“Another one? Are you the last of them?”
“I believe so.”
“Go back around with the others.” His eyes lingered on Erich a moment, which made a prickle run down his spine.
Erich went around the back as instructed, past a pile of rotting castoffs. There was a cellar door propped open, and Erich could hear Fritz, Ludwig, and Luzie talking in low tones. He walked down the bloodstained steps into the cellar. A half-carved pig was laid out on the block, and a cleaver stabbed into the wood.
The butcher joined them, wiping his hands on his stained apron as he closed the cellar door, leaving them in the dim gloom of candlelight. Erich hated being in enclosed spaces in general, and the stench of meat, blood, and fear clung to the place and made the hairs on the back of his neck stand on end.
“Leonhard didn’t say he’d be sending four of you. I was expecting two.” He looked them up and down.
Then Leonhard had found out that Erich wasn’t working alone. The thought unsettled him, but he pushed it aside for the time being.
“They’re working with me,” Erich said. “And you’re paying off your debt. Does it really matter?” Erich was taking a stab in the dark. He had no idea if the man had a debt or not, but knowing Leonhard, he probably did.
The man shrugged as if it didn’t matter to him one way or another. “Either I pay off my lost winnings, or die. Not sure it’s worth dying at the hands of the Midnight Guard if one of you squeals, though.”
Luzie yelped when the butcher’s eyes narrowed on her.
“None of us is going to reveal your secrets,” Fritz assured him.
The butcher shook his head and gestured for them to follow as he stomped over to a cabinet at the back of the room. When he threw open the doors, another set of stairs going down was revealed. He headed down, without glancing back to see if they were following. Ludwig went after him. Then Fritz. Luzie lingered a moment, eyeing the stairs dubiously.
“I’ll take up the rear,” Erich assured her.
She nodded and followed Fritz and Ludwig down. Erich held his breath before joining them. It was colder down in the tunnel, and he felt the faint echoes of faded magic. Another vein that had dried up, he’d guess. The stairs ended in a tunnel filled with large blocks of ice that dripped from the baskets that held them.
“This is where we keep the bodies until the church retrieves them,” the man said.
Erich walked over to one of the said bodies. It was what appeared to be an elk, but disfigured and transformed, with scaled protrusions along its body and a serpentine tail along its back.
Erich recoiled at the sight of its lolling tongue.
“You’re delivering chimeras to the church?” Erich asked.
“That’s how they make it. Stardust, or something very like it, is extracted from the chimeras caught in and around the capital,” Ludwig said. “They give stardust to the Midnight Guard and priests to awaken their powers.”
Erich felt a chill run down his spine. “How did you learn this?”
Ludwig nodded toward Fritz. “He helped me put it together. I told the guards that I had been a user once and recovered. They tested me, and I was found worthy.” There was a wry twist to his mouth. “I thought the Midnight Guard and the church were meant to protect the people. But for every person who can withstand the magic, another three wither away. It’s unspeakably cruel.”
Erich looked at the chimera on the table. This was why Leonhard was allowed to continue his coliseum and operate in the city. If it gave the church the means to keep producing stardust, they could continue to control the flow of magic—who had it and who didn’t…

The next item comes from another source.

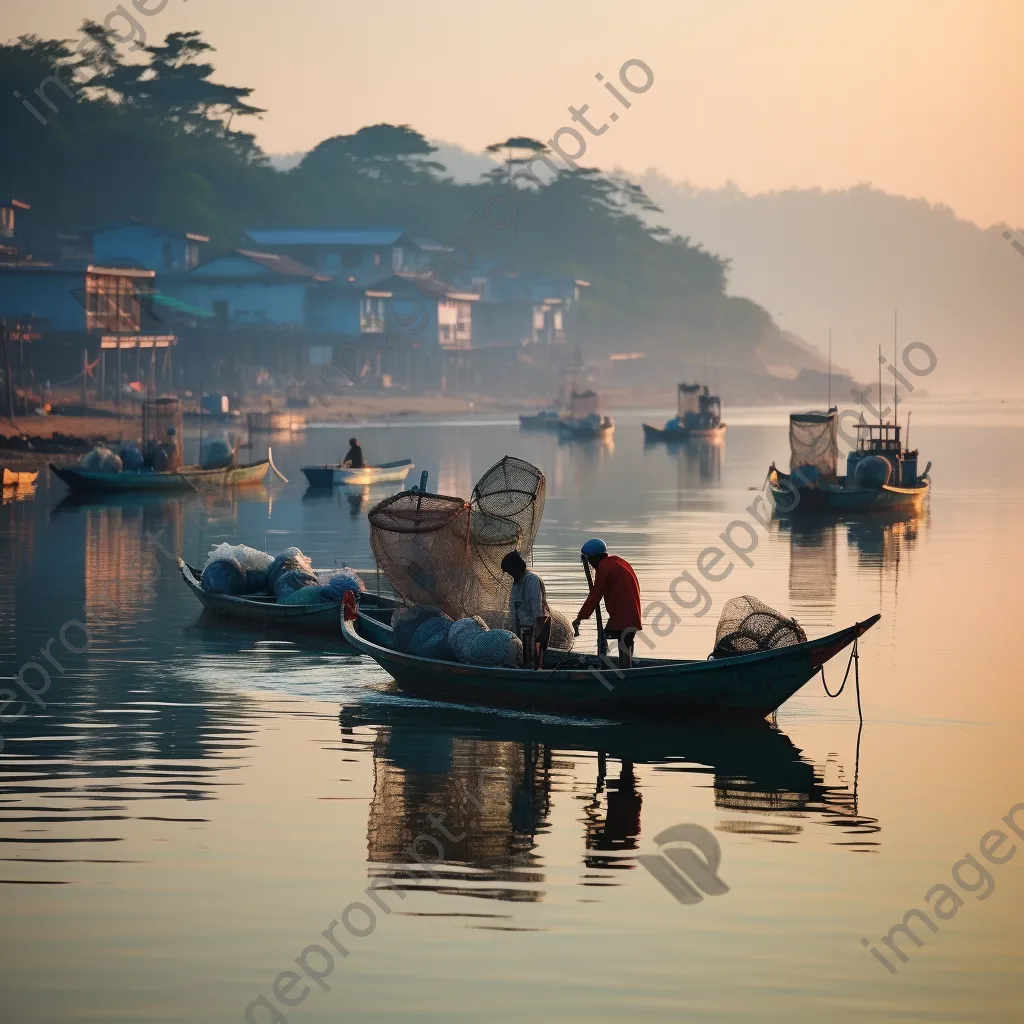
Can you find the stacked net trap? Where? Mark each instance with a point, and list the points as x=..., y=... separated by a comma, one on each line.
x=448, y=552
x=749, y=625
x=814, y=444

Erich turned to the butcher. “And what can you reveal about Leonhard’s grand plan?”
“I’m your transport, so to speak.” He gestured to a cart, piled with corpses, along a track that disappeared into a dark tunnel.
Erich already felt sick to his stomach at the thought. “You want me to pretend to be a body?”
“For a short time. There’s only room for two, though. You’ll have to draw straws, I suspect.” He rubbed his nose and sniffled.
Delightful. As horrid as the prospect was, Erich knew he’d have to go through with it.
“I can meet you on the inside,” Ludwig suggested.
“And I’ll wait at the rendezvous point with a carriage,” Luzie said.
Which left Fritz, who was staring at the pile of bodies, his face the color of fresh milk.